Вопрос этот, он сознавал, ни смысла не имел, ни даже адресата — уж потому хоть, что обращен-то был к реальности все той же, безответной, которой он не верил теперь ни в чем, тяжелой какой-то и безысходной ненавистью ответной ненавидя ее; и она даже вопроса этого не стоила, не заслуживала, бессмысленно жестокая и переменчивая, а если что и означала с окончательной определенностью, то лишь сиротство и беззащитность в ней всякого человека, всякой души. И ни силой, ни моленьями покорности с ней не договориться, не заставить и не ублажить. И уйти от себя, пренебречь собою не давала, навязывала себя где грубо, силком, понуждая делать то, чего вовек не хотел, а где с издевательской, иной раз казалось, ухмылкой, отточенно тонкой своей злинкою прямо в сердце ширяя, доставая…
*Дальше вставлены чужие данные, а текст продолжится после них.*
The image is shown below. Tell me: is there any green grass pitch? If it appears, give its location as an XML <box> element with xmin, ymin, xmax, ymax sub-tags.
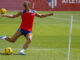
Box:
<box><xmin>0</xmin><ymin>11</ymin><xmax>80</xmax><ymax>60</ymax></box>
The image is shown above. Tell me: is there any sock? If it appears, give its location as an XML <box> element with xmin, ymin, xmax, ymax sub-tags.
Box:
<box><xmin>20</xmin><ymin>49</ymin><xmax>24</xmax><ymax>53</ymax></box>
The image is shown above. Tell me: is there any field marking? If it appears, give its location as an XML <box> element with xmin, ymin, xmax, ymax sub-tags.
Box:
<box><xmin>47</xmin><ymin>16</ymin><xmax>80</xmax><ymax>23</ymax></box>
<box><xmin>54</xmin><ymin>14</ymin><xmax>80</xmax><ymax>16</ymax></box>
<box><xmin>0</xmin><ymin>48</ymin><xmax>80</xmax><ymax>51</ymax></box>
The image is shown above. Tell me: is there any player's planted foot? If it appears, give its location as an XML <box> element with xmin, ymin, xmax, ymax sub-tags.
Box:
<box><xmin>19</xmin><ymin>52</ymin><xmax>26</xmax><ymax>55</ymax></box>
<box><xmin>0</xmin><ymin>36</ymin><xmax>6</xmax><ymax>40</ymax></box>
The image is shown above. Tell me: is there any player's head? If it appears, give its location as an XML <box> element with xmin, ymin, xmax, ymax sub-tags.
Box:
<box><xmin>24</xmin><ymin>1</ymin><xmax>30</xmax><ymax>9</ymax></box>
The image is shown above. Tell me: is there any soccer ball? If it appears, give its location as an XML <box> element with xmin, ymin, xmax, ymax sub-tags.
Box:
<box><xmin>0</xmin><ymin>8</ymin><xmax>7</xmax><ymax>14</ymax></box>
<box><xmin>5</xmin><ymin>47</ymin><xmax>13</xmax><ymax>55</ymax></box>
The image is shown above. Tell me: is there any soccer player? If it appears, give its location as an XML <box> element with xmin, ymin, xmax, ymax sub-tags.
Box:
<box><xmin>0</xmin><ymin>1</ymin><xmax>53</xmax><ymax>55</ymax></box>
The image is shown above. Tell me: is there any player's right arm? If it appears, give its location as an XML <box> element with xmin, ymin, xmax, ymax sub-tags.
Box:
<box><xmin>2</xmin><ymin>12</ymin><xmax>22</xmax><ymax>18</ymax></box>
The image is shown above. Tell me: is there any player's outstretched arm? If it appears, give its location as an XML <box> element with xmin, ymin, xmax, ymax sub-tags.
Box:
<box><xmin>35</xmin><ymin>12</ymin><xmax>53</xmax><ymax>18</ymax></box>
<box><xmin>2</xmin><ymin>12</ymin><xmax>22</xmax><ymax>18</ymax></box>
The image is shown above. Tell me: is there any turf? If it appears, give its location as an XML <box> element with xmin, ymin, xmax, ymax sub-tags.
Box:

И что тогда оставалось, остается ему — ненависть одна эта, вражда, никакого смысла тоже не имеющая, да и смешная, если кому сказать, признаться? Но и она, изнуряющая, тоже требовала немало сил, каких у него не было теперь, повымотало, да и толку-то — собачиться… С сачком большим, саком походить бы, полазить по бережкам, где-то ж был на чердаке — но и сетка ниточная сгнила давно небось, кому тут рыбачить было, за снастью следить.